The authorities host regular entertainment and when several hundred Georgians turn up for a charity performance at the theatre on a Saturday night, they look as if they almost fit in but somehow don’t. These are modern refugees: the children are impeccably dressed and taking pictures of each other on their mobile phones.
Some of the other theatregoers are local people. I meet a group of young women outside on the balcony. Dressed in satin blouses and leather trousers, they are not worried about Georgia’s future. “You couldn’t really notice any difference in Tbilisi in August,” one of them says. “It is worrying, of course, but I think that whatever happens the EU and Nato will bail us out, especially if it gets really bad.”

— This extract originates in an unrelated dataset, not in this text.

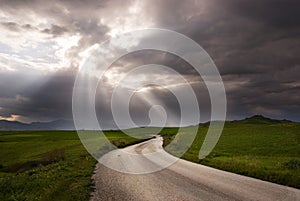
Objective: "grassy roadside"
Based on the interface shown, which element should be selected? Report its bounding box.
[161,120,300,188]
[0,131,144,201]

But those of the older generation know how conflicts have been resolved in the past. Many of the actors from the theatre died in the last war in the early 1990s in Abkhazia. “These were boys who did not even know how to hold a gun,” says the director Robert Sturua. “I told them, ‘If you go to war, don’t bother coming back, because I don’t want murderers in my theatre.’”
The theatre has a small government subsidy but survives largely through donations from an anonymous businessman, who pays the directors’ and actors’ salaries. They cannot hope for too much from the state, says Sturua. “We have a government that is making a lot of mistakes. That’s normal, though. That’s freedom. It’s like Jefferson said, ‘Freedom is a tree you must water with blood.’ It sounds cruel but it’s the truth. Georgia has suffered more than any other former Soviet republic. There is a generation of people who have completely lost hope.”
Worst of all, the war in the summer eclipsed some of Georgia’s greatest cultural achievements this year, he says. The State Ballet of Georgia was acclaimed at this year’s Edinburgh Festival, where the much-feted prima ballerina Nina Ananiashvili performed Giselle. Another Georgian dancer, David Makhateli, is a rising star with the Royal Ballet in London.
Sturua argues that life has returned to something approaching normality since the events of August: there is no military presence here at all and already the tourists are returning. Cultural and historical tourism is something many see as Georgia’s potential salvation. Sturua is an optimist: he sees no reason to think Georgia won’t thrive once the territorial disputes with Russia are resolved.
But this sort of talk will not pacify the likes of Alexander. He just wants a regime change, and doesn’t care who becomes president so long as he or she stands on an anti-corruption ticket. “There is no such thing as normal life here,” he says. “Everything is in ruins. Even if you work you don’t always get paid.” But how do people survive, then? “A very good question,” he laughs. “Why don’t you ask our government how people like me get by? They don’t care.”